The resolution reads as follows:
WHEREAS, the 1869 Tennessee Private Acts Chapter 30 established the Board of Education of the Memphis City Schools and placed the exclusive management and control of the school district known as Memphis City Schools with this body politic; and
WHEREAS, this school district known as Memphis City Schools has its boundaries coterminous to the boundaries of the City of Memphis and is responsible for providing the public primary and secondary education of residents of Memphis; and
WHEREAS, residents of the City of Memphis are also residents of the county of Shelby, who have never relinquished their county residency and its elected officials represent over 70% of the residents of Shelby County, Tennessee; and
WHEREAS, residents of Memphis, who are also residents of the county, are largely responsible for the growth of the population of Shelby County beyond the city limits of Memphis through property taxes that financed the infrastructure investments made, not limited to services provided by the Memphis Light, Gas, and Water Division of the City of Memphis; and
WHEREAS, residents of Shelby County, Tennessee, collectively fund education for children enrolled in Memphis City Schools and Shelby County Schools; and
WHEREAS, the infrastructure investments made by residents of the City of Memphis has resulted in 49% of the total residential appraised property values of Shelby County being located beyond the city limits of Memphis; and
WHEREAS, Memphis City Schools and Shelby County Schools commissioned a study conducted by the University of Memphis to determine the impact of Shelby County Schools obtaining special school district status; and
WHEREAS, said study concluded that special school district status for Shelby County Schools would result in an increased tax burden for residents of Memphis, the majority of residents of Shelby County, because ½ of the residential appraised property of the county that provides resources to all children receiving public education would no longer be available for funding for children for children that live in the city limits of Memphis; and
WHEREAS, the loss of ½ of the resident appraised property for funding would cause irreparable harm, threaten the existence of Memphis City Schools and its ability to continue as a going concern.

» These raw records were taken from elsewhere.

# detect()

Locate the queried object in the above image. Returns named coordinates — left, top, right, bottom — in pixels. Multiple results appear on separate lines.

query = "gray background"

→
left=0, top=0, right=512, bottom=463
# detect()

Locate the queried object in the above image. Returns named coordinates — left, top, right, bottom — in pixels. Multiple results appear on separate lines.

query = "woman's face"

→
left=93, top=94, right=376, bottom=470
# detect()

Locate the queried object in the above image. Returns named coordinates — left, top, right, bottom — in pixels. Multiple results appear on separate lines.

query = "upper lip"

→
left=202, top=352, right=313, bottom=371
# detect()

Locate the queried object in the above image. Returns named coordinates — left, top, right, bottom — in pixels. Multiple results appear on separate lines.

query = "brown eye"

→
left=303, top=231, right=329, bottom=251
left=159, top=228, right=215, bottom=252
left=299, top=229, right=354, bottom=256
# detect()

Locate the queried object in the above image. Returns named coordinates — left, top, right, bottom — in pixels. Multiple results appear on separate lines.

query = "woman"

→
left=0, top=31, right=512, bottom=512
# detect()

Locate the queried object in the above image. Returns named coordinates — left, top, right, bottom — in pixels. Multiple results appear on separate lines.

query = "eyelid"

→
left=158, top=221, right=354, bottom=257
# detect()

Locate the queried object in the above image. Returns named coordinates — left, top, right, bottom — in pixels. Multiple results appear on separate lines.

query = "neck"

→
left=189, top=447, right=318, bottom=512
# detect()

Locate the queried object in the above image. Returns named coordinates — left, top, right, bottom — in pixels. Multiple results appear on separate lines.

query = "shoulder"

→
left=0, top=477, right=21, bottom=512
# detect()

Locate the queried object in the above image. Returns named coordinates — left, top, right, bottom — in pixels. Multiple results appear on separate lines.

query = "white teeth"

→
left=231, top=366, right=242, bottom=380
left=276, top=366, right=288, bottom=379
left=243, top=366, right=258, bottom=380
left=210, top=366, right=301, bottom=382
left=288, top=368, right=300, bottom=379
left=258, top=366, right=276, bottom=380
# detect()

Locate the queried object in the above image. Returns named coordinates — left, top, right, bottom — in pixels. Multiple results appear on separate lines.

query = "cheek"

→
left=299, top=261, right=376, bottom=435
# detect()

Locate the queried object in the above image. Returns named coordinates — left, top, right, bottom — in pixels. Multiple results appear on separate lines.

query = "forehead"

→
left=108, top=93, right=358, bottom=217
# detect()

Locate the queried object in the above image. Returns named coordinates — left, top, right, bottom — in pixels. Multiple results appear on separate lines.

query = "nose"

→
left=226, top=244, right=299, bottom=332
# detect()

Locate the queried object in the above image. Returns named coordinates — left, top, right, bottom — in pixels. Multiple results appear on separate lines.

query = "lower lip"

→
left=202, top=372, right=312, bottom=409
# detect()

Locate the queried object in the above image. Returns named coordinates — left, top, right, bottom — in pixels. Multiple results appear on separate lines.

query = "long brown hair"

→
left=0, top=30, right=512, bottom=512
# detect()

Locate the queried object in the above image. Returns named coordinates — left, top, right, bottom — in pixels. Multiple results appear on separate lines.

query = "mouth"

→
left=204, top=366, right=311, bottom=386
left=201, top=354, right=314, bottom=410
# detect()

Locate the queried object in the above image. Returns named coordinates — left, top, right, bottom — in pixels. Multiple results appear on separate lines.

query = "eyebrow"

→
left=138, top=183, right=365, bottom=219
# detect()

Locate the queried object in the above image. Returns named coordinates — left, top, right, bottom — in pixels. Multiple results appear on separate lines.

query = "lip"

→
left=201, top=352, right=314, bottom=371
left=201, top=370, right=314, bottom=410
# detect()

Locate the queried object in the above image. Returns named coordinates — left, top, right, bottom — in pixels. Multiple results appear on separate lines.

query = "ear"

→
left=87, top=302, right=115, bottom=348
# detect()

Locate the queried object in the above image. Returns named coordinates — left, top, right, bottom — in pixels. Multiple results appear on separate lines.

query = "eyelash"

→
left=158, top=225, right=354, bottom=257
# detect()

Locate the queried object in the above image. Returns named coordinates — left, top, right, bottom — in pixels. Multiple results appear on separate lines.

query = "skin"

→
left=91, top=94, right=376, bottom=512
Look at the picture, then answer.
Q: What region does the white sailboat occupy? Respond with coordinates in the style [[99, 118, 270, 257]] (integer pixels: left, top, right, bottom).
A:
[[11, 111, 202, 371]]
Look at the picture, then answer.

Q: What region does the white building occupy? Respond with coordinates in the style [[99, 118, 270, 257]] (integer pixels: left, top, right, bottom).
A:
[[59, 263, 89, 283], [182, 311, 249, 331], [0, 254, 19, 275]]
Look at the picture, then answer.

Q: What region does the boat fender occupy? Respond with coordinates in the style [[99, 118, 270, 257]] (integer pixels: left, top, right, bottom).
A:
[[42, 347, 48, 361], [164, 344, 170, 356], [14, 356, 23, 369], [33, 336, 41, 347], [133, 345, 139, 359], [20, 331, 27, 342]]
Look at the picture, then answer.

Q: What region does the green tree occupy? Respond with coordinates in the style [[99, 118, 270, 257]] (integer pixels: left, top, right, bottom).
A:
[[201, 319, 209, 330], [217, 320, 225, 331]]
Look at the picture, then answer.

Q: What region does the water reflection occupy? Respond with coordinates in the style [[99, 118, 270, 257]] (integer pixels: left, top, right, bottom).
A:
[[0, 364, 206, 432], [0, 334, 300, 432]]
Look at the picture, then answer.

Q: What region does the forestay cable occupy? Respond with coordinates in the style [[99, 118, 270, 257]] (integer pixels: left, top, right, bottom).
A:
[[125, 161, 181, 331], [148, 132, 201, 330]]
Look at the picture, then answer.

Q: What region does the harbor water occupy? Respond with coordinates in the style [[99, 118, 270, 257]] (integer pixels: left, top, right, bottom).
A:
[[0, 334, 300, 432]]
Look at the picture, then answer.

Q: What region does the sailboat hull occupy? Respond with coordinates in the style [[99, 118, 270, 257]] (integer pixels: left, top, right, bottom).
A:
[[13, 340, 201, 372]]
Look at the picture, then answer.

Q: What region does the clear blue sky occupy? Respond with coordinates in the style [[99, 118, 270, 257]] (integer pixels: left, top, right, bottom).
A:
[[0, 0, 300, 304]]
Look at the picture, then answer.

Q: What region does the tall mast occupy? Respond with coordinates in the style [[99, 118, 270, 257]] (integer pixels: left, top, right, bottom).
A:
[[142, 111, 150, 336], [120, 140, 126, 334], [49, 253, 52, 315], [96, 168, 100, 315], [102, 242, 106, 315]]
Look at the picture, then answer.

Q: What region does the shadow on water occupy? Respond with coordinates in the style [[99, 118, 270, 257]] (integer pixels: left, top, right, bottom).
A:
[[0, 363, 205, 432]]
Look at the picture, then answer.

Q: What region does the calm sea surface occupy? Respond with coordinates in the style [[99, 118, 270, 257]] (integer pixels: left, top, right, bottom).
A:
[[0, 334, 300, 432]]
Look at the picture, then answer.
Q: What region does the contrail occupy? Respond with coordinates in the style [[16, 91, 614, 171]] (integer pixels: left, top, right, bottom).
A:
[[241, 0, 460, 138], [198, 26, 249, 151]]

THEREFORE BE IT RESOLVED THAT, the Board of Commissioners of the Board of Education of Memphis City Schools surrenders its charter as authorized by 1961 Tennessee Private Acts Chapter 375.
BE IT FURTHER RESOLVED THAT, the Memphis City Schools Board of Commissioners hereby request that the Shelby County Commissioners of Elections conduct a referendum that transfers the administration of Memphis City Schools to the Shelby County Board of Education as required by Tennessee Code Annotated Section 49-2-502 to take place at the same time as any future election is conducted by the Shelby County Election Commission or as provided by state law, whichever occurs sooner.
BE IT FURTHER RESOLVED THAT, the Board of Commissioners of Memphis Schools authorizes the use of unrestricted fund balance to conduct said referendum.